The very first sheet I ordered had the most beautiful monogram down in the corner.
The history behind these antiques is, in itself, very endearing to a girl like me. But, I also need to think about durability and aesthetic appeal in a house full of kids.
The texture is like that of belgian linen with its tiny weave and occassional nubbiness. The natural fibers are cool to the touch and buttery soft after all the years of use.
Several readers gasped at my choice of “white” slipcovers for our fireside room.
But, truth be told, the color is more of an oatmeal than a white. We are finding it to be very forgiving of the daily dinginess that inevitably occurs.
I chose “medium weight” sheets for my slipcovers and they are just right.

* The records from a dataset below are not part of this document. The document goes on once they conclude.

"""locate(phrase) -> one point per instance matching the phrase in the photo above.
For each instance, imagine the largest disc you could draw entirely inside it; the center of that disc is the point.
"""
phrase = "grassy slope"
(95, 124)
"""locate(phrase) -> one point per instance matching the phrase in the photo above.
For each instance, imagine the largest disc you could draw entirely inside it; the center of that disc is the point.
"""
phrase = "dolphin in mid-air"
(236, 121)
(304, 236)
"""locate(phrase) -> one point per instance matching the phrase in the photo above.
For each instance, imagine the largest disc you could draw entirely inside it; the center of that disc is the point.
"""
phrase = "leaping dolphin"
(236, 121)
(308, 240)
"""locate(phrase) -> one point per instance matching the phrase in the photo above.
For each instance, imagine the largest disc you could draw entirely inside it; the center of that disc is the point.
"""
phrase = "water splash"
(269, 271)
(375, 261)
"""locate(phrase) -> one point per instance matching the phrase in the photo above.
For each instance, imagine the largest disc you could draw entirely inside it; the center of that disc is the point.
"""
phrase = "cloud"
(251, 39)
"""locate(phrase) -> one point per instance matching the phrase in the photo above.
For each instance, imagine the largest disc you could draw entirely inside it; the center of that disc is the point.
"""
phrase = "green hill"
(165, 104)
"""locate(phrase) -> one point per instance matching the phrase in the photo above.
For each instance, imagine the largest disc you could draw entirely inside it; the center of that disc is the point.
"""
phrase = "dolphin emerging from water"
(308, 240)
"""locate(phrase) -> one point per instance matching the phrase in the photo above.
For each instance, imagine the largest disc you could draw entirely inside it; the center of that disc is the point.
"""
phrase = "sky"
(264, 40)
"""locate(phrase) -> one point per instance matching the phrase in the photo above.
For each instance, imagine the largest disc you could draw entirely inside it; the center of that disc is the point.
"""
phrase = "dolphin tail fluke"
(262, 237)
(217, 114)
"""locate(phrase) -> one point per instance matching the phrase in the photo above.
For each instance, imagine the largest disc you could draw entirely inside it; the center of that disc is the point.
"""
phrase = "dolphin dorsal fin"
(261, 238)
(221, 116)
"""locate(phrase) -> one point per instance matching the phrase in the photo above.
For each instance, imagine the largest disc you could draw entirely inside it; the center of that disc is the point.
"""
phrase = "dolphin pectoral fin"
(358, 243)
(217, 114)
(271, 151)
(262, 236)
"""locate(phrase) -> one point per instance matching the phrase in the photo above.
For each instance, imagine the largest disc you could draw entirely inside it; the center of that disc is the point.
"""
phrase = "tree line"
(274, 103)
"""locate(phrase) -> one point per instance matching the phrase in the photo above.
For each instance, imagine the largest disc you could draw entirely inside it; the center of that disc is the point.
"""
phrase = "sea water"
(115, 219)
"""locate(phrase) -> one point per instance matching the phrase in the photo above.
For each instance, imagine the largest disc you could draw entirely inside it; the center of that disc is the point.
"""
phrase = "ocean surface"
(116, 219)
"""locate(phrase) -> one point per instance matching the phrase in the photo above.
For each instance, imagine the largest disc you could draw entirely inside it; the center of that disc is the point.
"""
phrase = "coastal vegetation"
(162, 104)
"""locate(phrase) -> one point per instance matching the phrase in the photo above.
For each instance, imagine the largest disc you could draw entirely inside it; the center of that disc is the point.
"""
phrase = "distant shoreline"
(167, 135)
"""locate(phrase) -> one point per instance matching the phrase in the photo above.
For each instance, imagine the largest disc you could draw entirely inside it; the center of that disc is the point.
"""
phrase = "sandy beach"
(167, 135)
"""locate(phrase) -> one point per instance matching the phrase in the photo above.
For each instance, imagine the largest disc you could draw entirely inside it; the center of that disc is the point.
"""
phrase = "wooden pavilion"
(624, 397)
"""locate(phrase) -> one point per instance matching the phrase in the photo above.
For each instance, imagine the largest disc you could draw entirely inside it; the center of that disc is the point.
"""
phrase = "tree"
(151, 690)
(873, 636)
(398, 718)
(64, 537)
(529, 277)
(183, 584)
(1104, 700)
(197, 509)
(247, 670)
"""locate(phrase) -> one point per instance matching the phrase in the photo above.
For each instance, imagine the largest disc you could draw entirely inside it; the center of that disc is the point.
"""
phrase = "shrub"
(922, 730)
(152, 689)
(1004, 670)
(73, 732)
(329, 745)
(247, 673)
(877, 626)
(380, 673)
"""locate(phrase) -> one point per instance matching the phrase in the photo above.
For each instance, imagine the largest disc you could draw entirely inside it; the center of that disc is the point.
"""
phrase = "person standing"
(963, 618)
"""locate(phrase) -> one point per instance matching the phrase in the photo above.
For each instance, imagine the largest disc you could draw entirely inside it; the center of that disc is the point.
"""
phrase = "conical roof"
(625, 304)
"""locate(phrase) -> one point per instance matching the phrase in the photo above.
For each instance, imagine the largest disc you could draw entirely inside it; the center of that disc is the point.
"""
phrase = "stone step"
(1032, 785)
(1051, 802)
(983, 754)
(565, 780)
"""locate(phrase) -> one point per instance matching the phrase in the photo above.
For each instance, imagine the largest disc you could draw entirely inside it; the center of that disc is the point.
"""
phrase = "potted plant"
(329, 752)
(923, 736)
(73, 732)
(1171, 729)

They are thick enough to use for slipcovers and upholstery and sufficiently cover the darker pattern underneath.
The weave on them has a nice stretch, so you can get your slipcover to be nice and snug and easily adjust it at the same time.
And now, some precautions. . .
I found them a little difficult to get right when ordering them. But, I don’t want you to be afraid of them, just read the descriptions carefully and understand the seller’s return policy.
The three places I have seen them are Etsy, Ebay and Miss Mustard Seed.
I needed five different sheets for my two slipcovers and each sheet is a different size, weight, color and texture. I bought mine off Ebay and ordered from different dealers, so even reading the descriptions and asking questions wasn’t always enough to get me a good set of matching sheets. I had to exchange some once I saw them all together.
One thing I like about Miss Mustard Seed is that if you are ordering more than one, they will hand select your sheets for you and send you a coordinating set.
Hemp sheets can be a little pricey, $55-$110 per sheet.
The drape and texture of fabric is extremely important to me. I am what you would call a “fabric snob” and so if I am going to splurge on something, its going to be the fabric. I love just walking down the aisles in fabric stores with my hand held out to feel all the textures. I’m sure the clerks love that! Ha!
But, if you are not a fabric snob and/or money is really tight right now, some other good alternatives are cotton twill ($7-16/yard), cotton duck ($3-11/yard) or hemp canvas/linen ($15-17/yard).
Each hemp sheet is pieced together with two hand sewn seams down the center. Not everyone cares about having to work the seams into their project, but I found I couldn’t get them straight on my slipcovers. So, I tiptoed around them and cut them out whenever I could.
In Conclusion . .
I’m addicted now, I already have three chairs waiting in line for new hemp sheet upholstery.
Also, I would love to actually use them as sheets! I hear they regulate your body heat, so you end up sleeping better.